Por qué elegir un vuelo privado

Todos los vuelos de Cannonball se operan como charter privado, sin compartir cabina con otros pasajeros, sea cual sea el número de personas del grupo. Esa condición cambia bastante la experiencia frente a un tour compartido: el piloto puede ajustar la ruta y el ritmo del vuelo según lo que el grupo quiera ver con más calma, sin depender de los horarios ni las preferencias de otros pasajeros.

Es, además, la forma más rápida de conectar varios puntos de interés de Bergen y sus alrededores sin depender de carreteras ni de las condiciones del tráfico, algo especialmente útil en una ciudad donde la lluvia puede alterar los planes de un día completo en cuestión de minutos.
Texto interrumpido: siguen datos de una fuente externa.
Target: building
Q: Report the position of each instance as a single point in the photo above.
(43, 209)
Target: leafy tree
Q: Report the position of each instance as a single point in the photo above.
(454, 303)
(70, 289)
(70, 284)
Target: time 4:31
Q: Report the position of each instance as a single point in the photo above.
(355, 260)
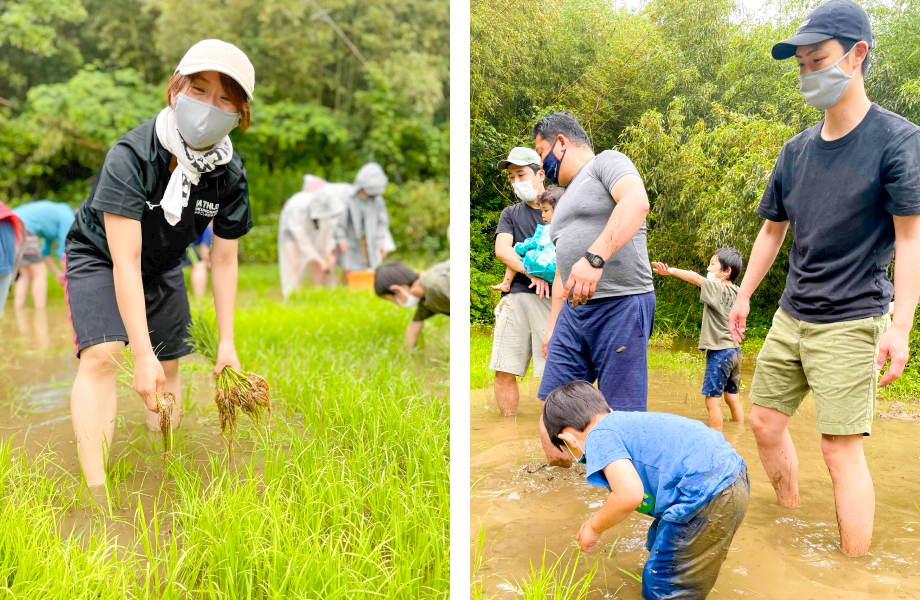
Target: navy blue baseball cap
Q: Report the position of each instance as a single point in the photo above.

Para quién tiene sentido esta experiencia

Un vuelo privado en helicóptero encaja con quien ya ha recorrido Bergen a pie y quiere una última perspectiva de cierre antes de dejar la ciudad, o con quien prefiere condensar en poco tiempo una visión general del entorno antes de decidir a qué zona volver con más calma. También es una opción práctica para quien viaja con tiempo limitado y quiere ver en una sola tarde tanto el centro histórico como el paisaje de fiordos y montañas que rodea la ciudad.